Dare hebt kurz verwundert die Augenbraue, weil ich sonst immer einen Pfirsicheistee nehme, fragt dann aber doch nicht nach, weil er merkt, dass es gerade unpassend ist.
Josephine ist bereits in der Schule, weil sie einen wichtigen Test in der dritten Stunde hat.
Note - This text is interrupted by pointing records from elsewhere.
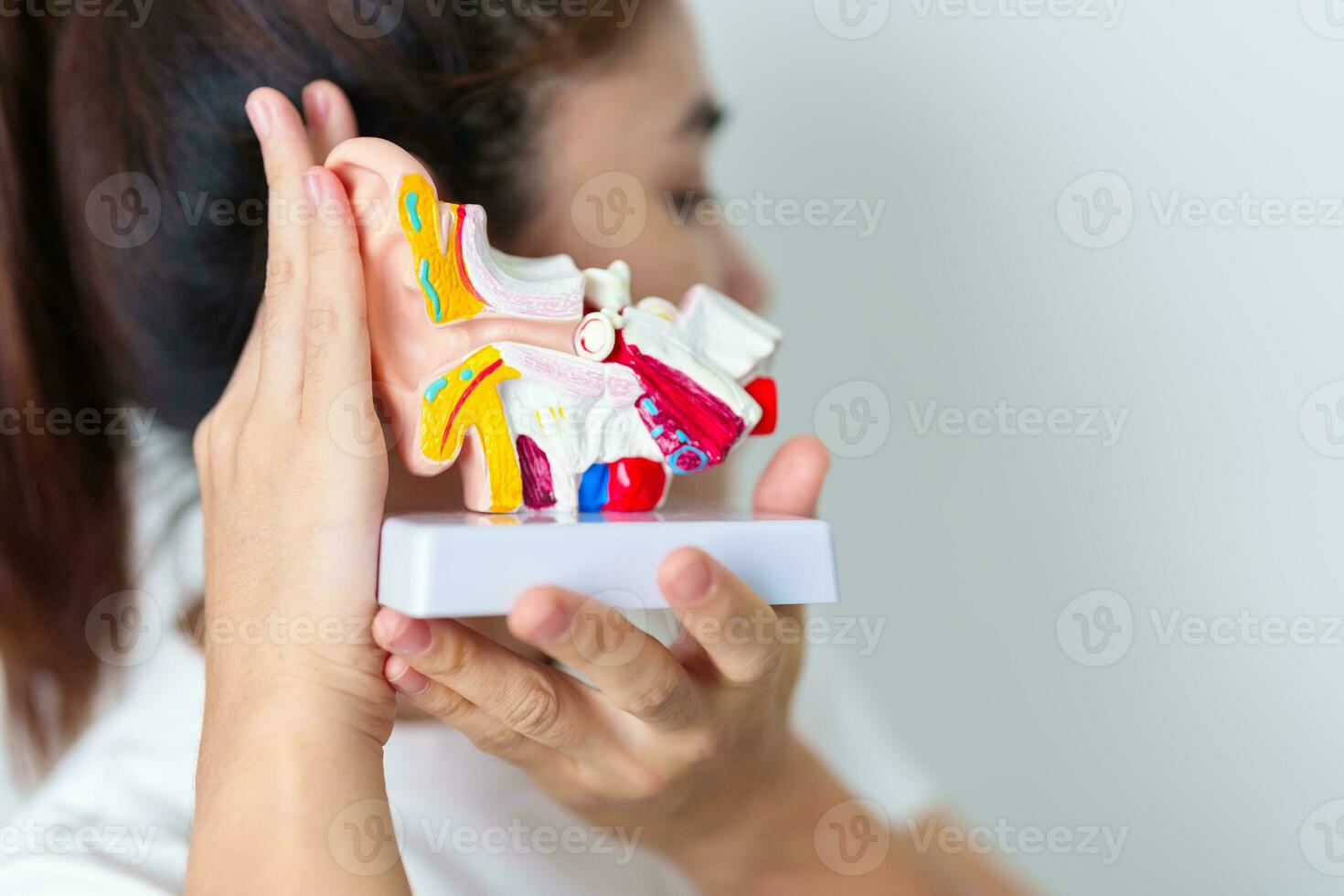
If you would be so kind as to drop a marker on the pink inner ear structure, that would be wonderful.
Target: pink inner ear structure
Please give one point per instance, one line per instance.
(492, 364)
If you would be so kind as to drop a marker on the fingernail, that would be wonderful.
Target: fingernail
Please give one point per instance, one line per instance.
(400, 633)
(258, 113)
(545, 624)
(314, 187)
(691, 581)
(403, 678)
(315, 105)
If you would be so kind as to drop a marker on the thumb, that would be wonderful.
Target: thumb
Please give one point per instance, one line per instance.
(792, 483)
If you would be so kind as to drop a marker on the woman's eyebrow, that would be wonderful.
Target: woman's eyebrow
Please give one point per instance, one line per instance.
(705, 117)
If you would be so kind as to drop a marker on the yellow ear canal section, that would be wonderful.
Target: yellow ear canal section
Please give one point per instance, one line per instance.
(448, 291)
(468, 398)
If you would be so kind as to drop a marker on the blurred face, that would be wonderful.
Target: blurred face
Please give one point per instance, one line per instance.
(624, 169)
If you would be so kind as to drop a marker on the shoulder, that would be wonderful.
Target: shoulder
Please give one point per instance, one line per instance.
(113, 817)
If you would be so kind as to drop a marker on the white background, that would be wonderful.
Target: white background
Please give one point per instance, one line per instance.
(1212, 503)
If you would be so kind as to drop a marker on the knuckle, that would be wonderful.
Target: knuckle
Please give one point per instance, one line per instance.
(535, 709)
(322, 325)
(443, 704)
(761, 666)
(453, 656)
(660, 699)
(280, 272)
(497, 741)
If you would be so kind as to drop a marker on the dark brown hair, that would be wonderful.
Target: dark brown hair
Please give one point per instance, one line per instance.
(88, 321)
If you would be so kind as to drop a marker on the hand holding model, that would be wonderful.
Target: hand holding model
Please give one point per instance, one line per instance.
(691, 743)
(492, 357)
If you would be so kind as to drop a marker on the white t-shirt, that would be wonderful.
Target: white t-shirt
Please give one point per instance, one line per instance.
(113, 818)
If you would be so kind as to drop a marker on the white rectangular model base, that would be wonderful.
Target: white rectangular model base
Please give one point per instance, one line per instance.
(475, 564)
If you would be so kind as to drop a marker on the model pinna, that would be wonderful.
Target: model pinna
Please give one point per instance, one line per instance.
(546, 384)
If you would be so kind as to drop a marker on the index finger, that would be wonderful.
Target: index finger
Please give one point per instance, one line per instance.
(286, 155)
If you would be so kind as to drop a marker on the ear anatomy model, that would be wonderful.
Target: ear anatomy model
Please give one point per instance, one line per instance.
(489, 361)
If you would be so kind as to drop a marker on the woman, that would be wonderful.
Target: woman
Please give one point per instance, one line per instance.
(677, 770)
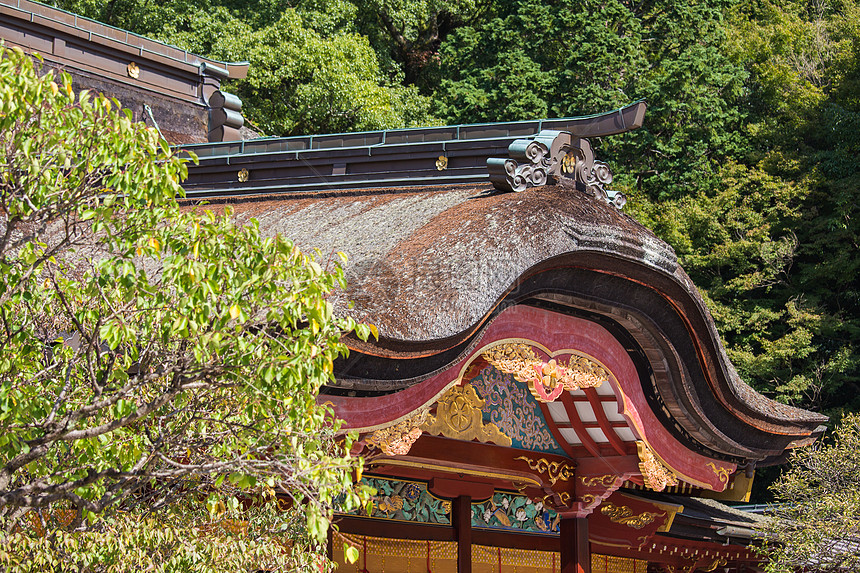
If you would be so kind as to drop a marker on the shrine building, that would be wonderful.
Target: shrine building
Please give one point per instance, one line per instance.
(548, 392)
Ich bin mir selbst nicht sicher, ob Kate mitkommt, weil ich ihr wichtig bin, oder ob sie einfach nur dem monotonen Unterricht entkommen will.
»Sie kannten also meine Mutter«, beginne ich, als Dare weit genug entfernt ist.
Der Mann, vermutlich Ende vierzig, nickt. Er hat schwarzes Haar, das für sein Alter noch ziemlich dicht wirkt. Seine Nase ist schmal, aber nicht zu groß.
»Sag ruhig Daniel zu mir«, meint er dann und versucht sich an einem Lächeln.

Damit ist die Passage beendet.